Brazil-based UK journalist and author who championed the role of
Indigenous people in saving the Amazon.
In recent years the journalist Dom Phillips, who was killed aged 57
during a reporting trip to the Amazon, had become convinced that
Indigenous communities played an essential role in protecting the
rainforest and stabilising the climate. It was for this reason that he
accompanied Bruno Pereira, a Brazilian expert on uncontacted tribes,
into the Javari valley, to observe how territory is demarcated and
protected against predatory intrusions by illegal loggers, miners,
fishermen and drug traffickers – threats that had grown more intense
during the presidency of Jair Bolsonaro. The two men were ambushed on
their boat journey home and executed in the forest, prompting demands
for greater protection of environmental defenders and the journalists
who report on them. Dom, a versatile freelance correspondent with a
passion for social justice, had been writing ever deeper stories about
Brazil, his adopted home of 15 years, in a wide range of outlets,
including the Washington Post, the Times, the Financial Times, the
energy newswire Platts, the football magazine FourFourTwo and, most
frequently in recent years, the Guardian.
....
In 2018, he made his first trip to the Javari valley with Bruno to see
how Indigenous communities protect their land. It was a transformative
experience, coinciding as it did with the election of Bolsonaro, who
encouraged land invasions, forest clearance and illegal mining. At a
press conference the following year, Dom asked the president about the
surge in forest fires and drew a fierce response: “The Amazon is
Brazil’s, not yours,” Bolsonaro shot back in a clip that went viral in
rightwing circles. Dom felt he had been set up, and that the president
was making life more dangerous for journalists. Undaunted, he threw
himself into rainforest coverage with ever more vigour and took a year
off to start writing a book, How to Save the Amazon. He burned through a
grant from the Alicia Patterson Foundation on reporting trips, and he
and Alę had to move from expensive Rio to cheaper Salvador, and borrow
money from his family in Britain. This was to be his deepest dive yet
into Brazil, an attempt to understand why poverty and politics were
driving people into illegal activity, and to focus on solutions,
especially those provided by Indigenous communities. He and Bruno were
last seen alive as they set off up the Javari valley. Their deaths
highlighted the causes they championed, and the image of their
side-by-side portraits was taken up nationally and internationally, as
when the Brazilian singer-songwriter Caetano Veloso carried it on stage.

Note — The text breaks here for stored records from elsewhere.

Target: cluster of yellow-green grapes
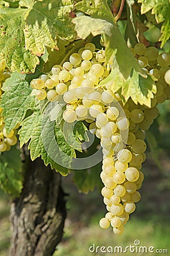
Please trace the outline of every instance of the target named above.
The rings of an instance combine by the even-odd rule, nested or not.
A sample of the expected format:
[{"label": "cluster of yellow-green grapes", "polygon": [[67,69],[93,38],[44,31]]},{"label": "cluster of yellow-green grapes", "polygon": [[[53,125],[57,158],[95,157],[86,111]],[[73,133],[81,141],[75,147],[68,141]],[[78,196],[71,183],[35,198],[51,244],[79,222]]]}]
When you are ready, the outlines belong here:
[{"label": "cluster of yellow-green grapes", "polygon": [[111,225],[118,235],[124,232],[129,214],[135,210],[135,203],[141,199],[137,191],[143,180],[140,170],[146,159],[144,131],[159,114],[156,105],[170,98],[167,84],[170,55],[159,55],[156,48],[146,48],[141,43],[131,51],[141,67],[158,80],[150,108],[136,105],[131,98],[124,105],[109,85],[100,86],[112,67],[105,65],[105,51],[96,49],[91,43],[71,54],[62,66],[54,65],[49,74],[31,83],[37,99],[62,99],[67,104],[63,114],[66,122],[85,120],[90,123],[90,131],[100,139],[103,152],[100,177],[104,184],[101,194],[108,212],[100,225],[106,229]]},{"label": "cluster of yellow-green grapes", "polygon": [[[1,96],[3,93],[1,87],[7,78],[11,75],[9,69],[6,65],[5,61],[2,60],[0,61],[0,100]],[[0,108],[0,152],[7,151],[10,150],[11,146],[15,145],[17,142],[16,137],[16,126],[15,129],[12,130],[8,134],[6,133],[6,127],[4,123],[4,118],[2,115],[2,108]]]}]

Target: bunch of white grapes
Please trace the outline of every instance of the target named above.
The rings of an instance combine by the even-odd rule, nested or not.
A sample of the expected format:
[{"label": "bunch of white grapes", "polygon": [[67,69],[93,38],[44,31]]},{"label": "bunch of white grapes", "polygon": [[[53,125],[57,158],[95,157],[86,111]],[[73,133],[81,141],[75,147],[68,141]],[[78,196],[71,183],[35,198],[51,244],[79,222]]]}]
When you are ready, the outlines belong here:
[{"label": "bunch of white grapes", "polygon": [[85,120],[88,129],[100,139],[103,160],[101,190],[108,212],[100,221],[104,229],[112,226],[116,234],[124,232],[129,214],[141,199],[138,189],[144,175],[146,159],[144,131],[159,114],[156,105],[170,98],[170,55],[138,43],[132,52],[142,68],[154,76],[157,92],[151,108],[136,105],[131,98],[124,105],[109,85],[100,82],[109,76],[105,51],[88,43],[70,56],[62,66],[55,65],[48,75],[31,82],[38,100],[62,101],[66,104],[63,119],[69,123]]},{"label": "bunch of white grapes", "polygon": [[[1,60],[0,61],[0,98],[3,93],[1,87],[6,79],[10,77],[10,74],[6,67],[5,61],[4,60]],[[16,143],[16,129],[18,128],[18,126],[16,126],[15,129],[12,130],[10,133],[7,133],[2,111],[2,108],[0,108],[0,152],[10,150],[11,146],[15,145]]]}]

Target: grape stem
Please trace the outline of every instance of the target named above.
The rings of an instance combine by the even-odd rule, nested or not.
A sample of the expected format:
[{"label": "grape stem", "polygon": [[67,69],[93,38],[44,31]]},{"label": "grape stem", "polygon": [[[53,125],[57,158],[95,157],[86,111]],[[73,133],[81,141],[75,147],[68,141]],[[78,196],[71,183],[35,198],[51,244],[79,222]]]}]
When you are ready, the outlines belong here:
[{"label": "grape stem", "polygon": [[124,9],[124,4],[125,4],[125,0],[122,0],[121,1],[121,6],[118,11],[118,14],[117,14],[117,15],[114,17],[114,20],[116,22],[117,20],[118,20],[118,19],[120,18],[121,14],[122,14],[122,12]]}]

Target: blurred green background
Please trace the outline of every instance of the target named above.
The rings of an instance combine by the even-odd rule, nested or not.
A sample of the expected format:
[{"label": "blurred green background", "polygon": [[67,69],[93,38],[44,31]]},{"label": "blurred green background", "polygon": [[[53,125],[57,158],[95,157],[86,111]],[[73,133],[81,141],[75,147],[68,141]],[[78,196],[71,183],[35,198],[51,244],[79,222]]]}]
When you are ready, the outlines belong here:
[{"label": "blurred green background", "polygon": [[[147,152],[147,159],[142,168],[145,179],[140,189],[141,201],[121,236],[113,234],[112,228],[101,229],[100,218],[106,212],[100,191],[97,189],[88,195],[79,193],[71,175],[63,178],[67,196],[67,217],[62,242],[53,256],[86,256],[112,255],[91,253],[89,247],[125,246],[134,245],[139,240],[141,246],[167,249],[170,255],[170,102],[159,106],[160,114],[151,129],[151,139]],[[151,134],[150,134],[151,135]],[[156,159],[156,162],[153,157]],[[10,199],[0,191],[0,255],[7,256],[10,245]],[[113,253],[118,255],[120,253]],[[127,255],[153,255],[152,253],[128,252]]]}]

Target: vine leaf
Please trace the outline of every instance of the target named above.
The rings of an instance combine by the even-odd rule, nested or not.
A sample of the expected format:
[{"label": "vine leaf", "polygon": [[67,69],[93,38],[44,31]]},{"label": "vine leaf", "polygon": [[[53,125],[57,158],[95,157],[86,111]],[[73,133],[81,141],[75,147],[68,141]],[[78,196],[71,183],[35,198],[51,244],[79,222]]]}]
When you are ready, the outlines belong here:
[{"label": "vine leaf", "polygon": [[156,86],[151,77],[148,76],[146,80],[133,69],[128,79],[125,80],[120,75],[120,67],[116,58],[113,61],[113,67],[110,75],[103,80],[100,85],[107,85],[107,88],[109,88],[114,93],[121,90],[121,94],[126,101],[131,97],[136,104],[139,103],[150,106],[151,99],[154,98],[154,93],[156,92]]},{"label": "vine leaf", "polygon": [[[41,156],[45,166],[50,164],[52,169],[55,169],[62,175],[65,176],[68,173],[68,168],[65,168],[54,162],[46,151],[41,137],[42,118],[43,115],[39,111],[35,112],[31,116],[26,118],[22,123],[22,128],[19,131],[20,146],[29,141],[28,149],[30,150],[31,158],[32,160]],[[52,127],[54,129],[54,127]],[[63,164],[67,164],[68,168],[71,164],[71,158],[75,157],[74,148],[71,148],[65,141],[62,132],[60,128],[57,128],[54,125],[54,133],[56,140],[58,146],[65,153],[65,159],[62,158],[60,151],[57,152],[56,158]],[[49,143],[49,150],[54,148],[54,145],[50,143],[52,138],[50,135],[46,137],[46,143]],[[67,158],[66,155],[71,156]]]},{"label": "vine leaf", "polygon": [[7,132],[8,133],[24,119],[28,109],[35,108],[35,97],[31,95],[32,88],[26,80],[26,75],[15,72],[3,84],[5,91],[2,96],[1,106]]},{"label": "vine leaf", "polygon": [[141,3],[141,14],[144,14],[151,10],[152,14],[155,15],[158,23],[163,22],[161,27],[161,47],[169,39],[170,35],[170,5],[169,0],[138,0]]},{"label": "vine leaf", "polygon": [[39,59],[26,49],[23,30],[24,21],[19,16],[23,12],[16,10],[16,15],[14,16],[10,11],[6,10],[4,13],[4,9],[0,9],[0,59],[5,59],[12,72],[33,73]]},{"label": "vine leaf", "polygon": [[7,133],[25,118],[28,109],[35,108],[35,97],[32,96],[31,81],[34,77],[42,74],[44,62],[41,60],[34,74],[23,75],[12,73],[2,86],[4,93],[1,100],[1,107],[3,109],[5,122]]},{"label": "vine leaf", "polygon": [[18,196],[23,188],[20,151],[12,146],[0,155],[0,187],[5,192]]},{"label": "vine leaf", "polygon": [[[44,0],[35,2],[27,15],[24,29],[26,47],[37,56],[44,53],[44,44],[57,48],[56,36],[73,40],[75,38],[74,26],[69,14],[73,1]],[[35,18],[36,17],[36,18]]]},{"label": "vine leaf", "polygon": [[[11,2],[11,1],[8,2]],[[34,73],[45,46],[58,49],[57,38],[70,41],[76,35],[70,13],[73,0],[22,0],[27,8],[0,8],[0,60],[5,59],[12,72]]]}]

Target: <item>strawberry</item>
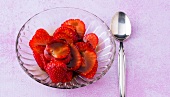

Alę believed her music-loving husband would have been delighted to know
he shared a stage with Caetano, but also wryly amused at the fuss: <He
is now a hero, but Dom had no ego so if he is looking at this, he would
think it is not for me, this is for the rainforest and the people who
preserve it. The attention would make him happy for that reason.>
She survives him, along with Sian and Gareth.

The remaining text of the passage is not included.